Although there are many stories behind different alcohol brands, it’s the romantic ones that are the most satisfying. Sure, no matter how good the story, it will never affect the taste but when you get that mix of narrative and flavour, then it has to become a favourite.
And that combination can be found in Disaronno, a liqueur that boasts to be the first amaretto, and provides an origin story that encompasses art, beauty and secrets.
As the story goes, the year was 1525 and the artist Bernardino Luini, a former pupil of Leonardo da Vinci, was commissioned by the Basilica of Santa Maria delle Grazie in northern Italy, to paint. a fresco of the madonna.
Like any good painter, Luini needed a muse,so he hired a young widow, an innkeeper. They soon fell in love and as a token of her love, she made him a batch of liqueur made from apricot pits steeped in brandy. Her name is lost to history, but her likeness and her amaretto recipe live on.
But it wasn’t until 1600 that Giovanni Reina (who had worked for the Lazzaroni amaretto cookie business). rediscovered the innkeeper’s old recipe. This supposedly became the recipe handed down the generations to eventually become Amaretto di Saronno Originale.

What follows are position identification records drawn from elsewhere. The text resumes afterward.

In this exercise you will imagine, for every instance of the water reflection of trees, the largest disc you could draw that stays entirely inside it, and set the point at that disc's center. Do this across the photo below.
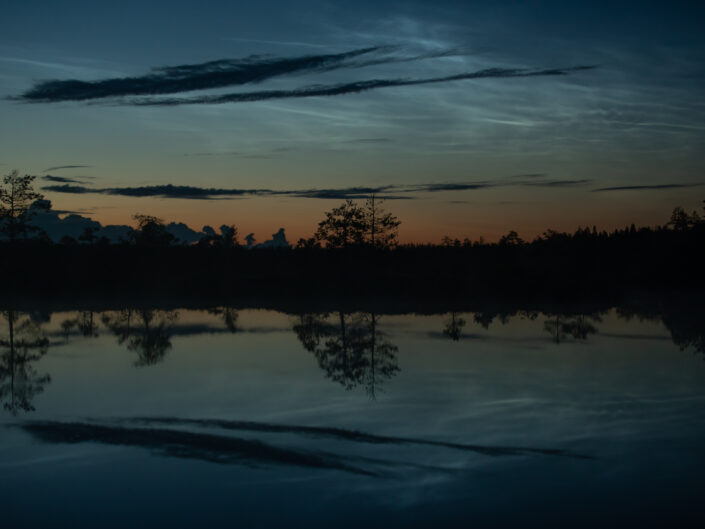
(229, 316)
(578, 327)
(146, 332)
(24, 345)
(454, 326)
(685, 321)
(84, 322)
(350, 348)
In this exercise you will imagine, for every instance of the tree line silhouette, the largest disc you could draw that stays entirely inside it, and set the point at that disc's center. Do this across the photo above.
(354, 252)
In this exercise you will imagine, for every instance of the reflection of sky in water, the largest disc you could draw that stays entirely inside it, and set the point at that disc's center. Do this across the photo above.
(625, 396)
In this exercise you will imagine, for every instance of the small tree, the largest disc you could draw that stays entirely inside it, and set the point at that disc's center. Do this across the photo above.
(680, 220)
(150, 231)
(16, 198)
(343, 226)
(382, 227)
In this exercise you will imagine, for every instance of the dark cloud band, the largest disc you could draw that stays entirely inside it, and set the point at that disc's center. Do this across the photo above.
(390, 192)
(347, 88)
(655, 187)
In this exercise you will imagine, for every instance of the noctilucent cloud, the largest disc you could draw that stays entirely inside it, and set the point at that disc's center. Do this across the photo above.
(472, 118)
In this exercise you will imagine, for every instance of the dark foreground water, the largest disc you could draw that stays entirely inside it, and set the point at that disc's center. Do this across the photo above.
(155, 418)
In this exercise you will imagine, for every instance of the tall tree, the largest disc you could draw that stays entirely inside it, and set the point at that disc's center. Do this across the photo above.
(382, 227)
(151, 231)
(343, 226)
(16, 197)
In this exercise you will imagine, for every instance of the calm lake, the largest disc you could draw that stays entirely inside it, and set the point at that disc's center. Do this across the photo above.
(256, 418)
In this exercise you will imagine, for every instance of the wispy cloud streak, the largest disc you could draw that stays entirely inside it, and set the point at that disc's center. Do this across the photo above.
(654, 187)
(348, 88)
(59, 167)
(213, 74)
(389, 192)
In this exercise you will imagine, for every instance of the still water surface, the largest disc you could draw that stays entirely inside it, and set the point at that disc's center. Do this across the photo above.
(180, 418)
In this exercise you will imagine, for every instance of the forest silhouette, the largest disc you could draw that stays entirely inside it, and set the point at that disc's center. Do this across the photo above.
(354, 252)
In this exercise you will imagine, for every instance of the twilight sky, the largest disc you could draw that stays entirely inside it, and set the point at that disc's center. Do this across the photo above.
(474, 118)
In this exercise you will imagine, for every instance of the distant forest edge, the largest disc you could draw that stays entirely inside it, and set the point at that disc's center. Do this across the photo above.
(354, 253)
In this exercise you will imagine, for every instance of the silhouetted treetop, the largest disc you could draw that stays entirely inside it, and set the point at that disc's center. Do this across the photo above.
(151, 231)
(17, 195)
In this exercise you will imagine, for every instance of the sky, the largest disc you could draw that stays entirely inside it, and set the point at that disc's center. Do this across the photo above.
(471, 118)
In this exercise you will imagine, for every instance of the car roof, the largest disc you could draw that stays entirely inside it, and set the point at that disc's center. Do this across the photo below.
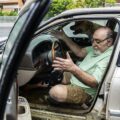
(114, 11)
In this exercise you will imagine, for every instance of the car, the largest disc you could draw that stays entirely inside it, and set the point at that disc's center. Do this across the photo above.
(27, 61)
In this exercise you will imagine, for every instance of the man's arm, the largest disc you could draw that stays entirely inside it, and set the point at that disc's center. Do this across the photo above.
(68, 65)
(76, 49)
(84, 77)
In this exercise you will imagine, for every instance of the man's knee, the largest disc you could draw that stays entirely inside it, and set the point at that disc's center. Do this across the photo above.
(58, 93)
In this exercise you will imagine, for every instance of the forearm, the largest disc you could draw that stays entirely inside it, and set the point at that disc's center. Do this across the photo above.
(84, 77)
(76, 49)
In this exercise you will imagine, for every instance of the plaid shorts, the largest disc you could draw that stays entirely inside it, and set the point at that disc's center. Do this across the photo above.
(76, 95)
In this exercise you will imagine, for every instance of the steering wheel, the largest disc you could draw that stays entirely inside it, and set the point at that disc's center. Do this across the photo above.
(57, 50)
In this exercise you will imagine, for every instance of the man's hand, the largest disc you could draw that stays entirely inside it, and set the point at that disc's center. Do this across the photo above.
(64, 64)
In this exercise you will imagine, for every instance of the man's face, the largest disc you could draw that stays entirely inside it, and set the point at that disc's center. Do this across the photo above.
(100, 41)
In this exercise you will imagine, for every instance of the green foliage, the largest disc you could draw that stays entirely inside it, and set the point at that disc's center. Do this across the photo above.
(8, 13)
(59, 6)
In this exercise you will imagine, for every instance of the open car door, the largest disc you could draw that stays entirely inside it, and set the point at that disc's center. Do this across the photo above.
(18, 40)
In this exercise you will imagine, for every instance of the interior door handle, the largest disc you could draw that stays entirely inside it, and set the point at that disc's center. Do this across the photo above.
(114, 113)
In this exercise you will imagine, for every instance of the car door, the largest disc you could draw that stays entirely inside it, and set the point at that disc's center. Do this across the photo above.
(75, 15)
(112, 89)
(18, 40)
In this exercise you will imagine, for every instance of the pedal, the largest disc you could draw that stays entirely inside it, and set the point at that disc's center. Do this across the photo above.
(24, 112)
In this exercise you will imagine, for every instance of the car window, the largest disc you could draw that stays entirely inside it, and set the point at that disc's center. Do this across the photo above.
(71, 33)
(11, 39)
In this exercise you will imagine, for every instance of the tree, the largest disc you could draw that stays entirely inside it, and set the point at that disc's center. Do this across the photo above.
(58, 6)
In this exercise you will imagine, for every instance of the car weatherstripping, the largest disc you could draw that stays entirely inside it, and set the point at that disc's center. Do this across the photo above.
(34, 49)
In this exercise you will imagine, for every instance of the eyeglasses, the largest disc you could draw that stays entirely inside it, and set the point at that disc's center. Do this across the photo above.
(99, 41)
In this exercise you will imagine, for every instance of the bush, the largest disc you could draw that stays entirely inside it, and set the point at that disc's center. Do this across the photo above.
(8, 13)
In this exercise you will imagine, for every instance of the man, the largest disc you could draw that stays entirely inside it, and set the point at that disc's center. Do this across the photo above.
(87, 75)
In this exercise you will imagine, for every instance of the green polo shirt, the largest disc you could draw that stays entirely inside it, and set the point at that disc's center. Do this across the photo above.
(93, 65)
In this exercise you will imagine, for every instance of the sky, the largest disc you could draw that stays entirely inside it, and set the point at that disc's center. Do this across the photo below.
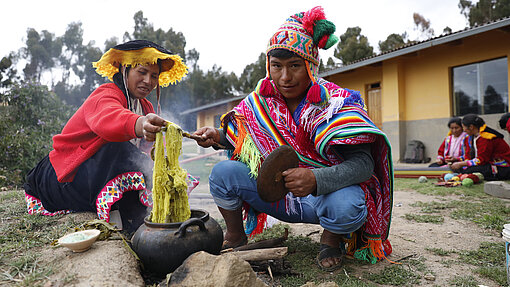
(228, 34)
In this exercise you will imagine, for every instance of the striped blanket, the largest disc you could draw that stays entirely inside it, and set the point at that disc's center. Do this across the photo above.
(259, 125)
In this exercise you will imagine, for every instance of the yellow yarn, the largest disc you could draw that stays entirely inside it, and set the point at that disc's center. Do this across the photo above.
(169, 194)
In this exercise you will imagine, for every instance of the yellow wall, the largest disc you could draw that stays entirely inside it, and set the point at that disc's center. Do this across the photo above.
(206, 117)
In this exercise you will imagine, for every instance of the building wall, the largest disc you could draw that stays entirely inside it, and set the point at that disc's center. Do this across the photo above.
(416, 89)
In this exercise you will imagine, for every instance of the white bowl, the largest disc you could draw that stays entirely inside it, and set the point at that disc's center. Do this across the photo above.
(79, 241)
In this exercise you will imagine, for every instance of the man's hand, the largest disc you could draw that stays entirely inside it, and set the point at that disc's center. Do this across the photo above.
(300, 181)
(148, 126)
(210, 136)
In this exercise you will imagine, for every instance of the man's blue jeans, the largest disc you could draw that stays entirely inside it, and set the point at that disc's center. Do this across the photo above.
(341, 212)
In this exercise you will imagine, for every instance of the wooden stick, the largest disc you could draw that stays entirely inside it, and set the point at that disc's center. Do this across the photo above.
(268, 243)
(262, 254)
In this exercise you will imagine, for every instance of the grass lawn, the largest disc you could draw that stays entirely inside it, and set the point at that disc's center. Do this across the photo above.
(22, 237)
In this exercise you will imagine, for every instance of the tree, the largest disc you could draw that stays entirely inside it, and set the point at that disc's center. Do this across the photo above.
(484, 10)
(8, 73)
(392, 42)
(422, 25)
(353, 46)
(252, 74)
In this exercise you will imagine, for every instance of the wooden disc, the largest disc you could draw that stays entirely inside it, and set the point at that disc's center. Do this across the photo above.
(270, 183)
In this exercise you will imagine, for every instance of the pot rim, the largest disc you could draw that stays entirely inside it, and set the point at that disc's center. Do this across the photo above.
(203, 217)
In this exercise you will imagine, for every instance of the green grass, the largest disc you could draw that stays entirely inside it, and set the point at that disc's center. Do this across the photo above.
(397, 275)
(490, 261)
(20, 236)
(440, 251)
(433, 207)
(491, 213)
(430, 188)
(463, 281)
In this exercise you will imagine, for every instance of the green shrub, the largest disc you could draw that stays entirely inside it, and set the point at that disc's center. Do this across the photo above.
(31, 115)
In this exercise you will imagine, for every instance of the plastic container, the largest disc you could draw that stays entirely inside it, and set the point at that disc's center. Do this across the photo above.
(506, 237)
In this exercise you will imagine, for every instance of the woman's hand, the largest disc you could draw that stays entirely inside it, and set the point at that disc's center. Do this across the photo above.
(300, 181)
(148, 126)
(210, 136)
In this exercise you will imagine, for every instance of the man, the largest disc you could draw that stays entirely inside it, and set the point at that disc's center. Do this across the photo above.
(344, 178)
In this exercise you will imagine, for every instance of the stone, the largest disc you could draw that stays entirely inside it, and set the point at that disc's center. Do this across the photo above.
(497, 188)
(207, 270)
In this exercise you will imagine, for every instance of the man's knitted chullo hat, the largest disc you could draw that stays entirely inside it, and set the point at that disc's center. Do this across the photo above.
(303, 33)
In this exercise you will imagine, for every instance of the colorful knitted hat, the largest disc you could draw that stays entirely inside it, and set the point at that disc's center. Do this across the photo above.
(303, 33)
(142, 52)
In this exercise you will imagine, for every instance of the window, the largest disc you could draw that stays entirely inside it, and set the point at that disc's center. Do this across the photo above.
(217, 121)
(481, 88)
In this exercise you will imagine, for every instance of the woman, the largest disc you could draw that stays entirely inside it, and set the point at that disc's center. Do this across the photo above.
(488, 153)
(99, 161)
(452, 149)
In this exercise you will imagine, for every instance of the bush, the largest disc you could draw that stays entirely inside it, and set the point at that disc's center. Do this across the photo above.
(29, 117)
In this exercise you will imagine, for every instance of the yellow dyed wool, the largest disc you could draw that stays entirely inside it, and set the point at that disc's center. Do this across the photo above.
(169, 192)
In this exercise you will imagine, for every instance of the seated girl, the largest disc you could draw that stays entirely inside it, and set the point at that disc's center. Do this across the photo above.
(488, 153)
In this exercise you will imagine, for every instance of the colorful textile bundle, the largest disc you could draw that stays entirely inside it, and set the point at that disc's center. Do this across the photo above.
(169, 194)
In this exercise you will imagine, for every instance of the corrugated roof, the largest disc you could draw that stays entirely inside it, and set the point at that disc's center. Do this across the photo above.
(414, 47)
(211, 105)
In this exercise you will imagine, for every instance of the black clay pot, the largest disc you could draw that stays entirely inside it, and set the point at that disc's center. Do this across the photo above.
(162, 247)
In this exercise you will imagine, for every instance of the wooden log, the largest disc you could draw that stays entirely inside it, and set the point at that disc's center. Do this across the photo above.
(262, 254)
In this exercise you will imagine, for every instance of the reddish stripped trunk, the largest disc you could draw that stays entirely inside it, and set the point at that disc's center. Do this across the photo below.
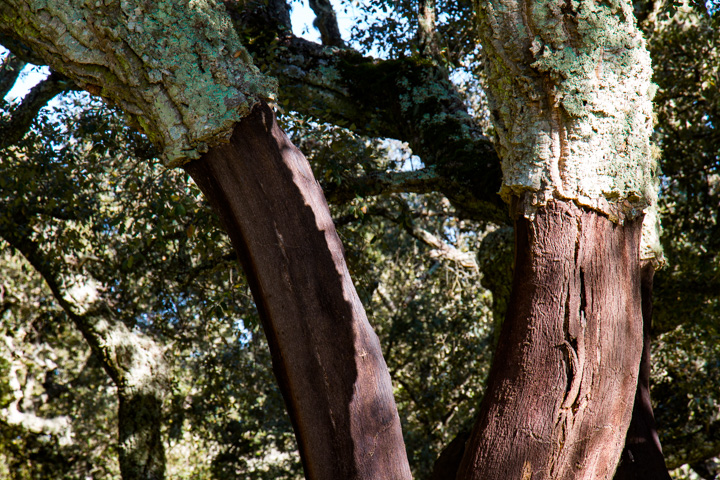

The liquid was finally commercialised in the early 1900s. The name was later shortened to Amaretto Disaronno. In 2001, the company changed its name yet again to Disaronno Originale. (It is worth noting that Lazzaroni family claim that they created amaretto, in 1851).
Where Disaronno’s “secret formula” contains apricot kernel oil with “absolute alcohol, burnt sugar, and the pure essence of seventeen selected herbs and fruits” (i.e., no almonds), Lazzaroni’s version contains Amaretti di Saronno (almond cookies) infused in alcohol.
Origin stories aside, Disaranno has had great popularity as a dessert drink but it also works as a great mixer. Many people have been known to add it to their coffee.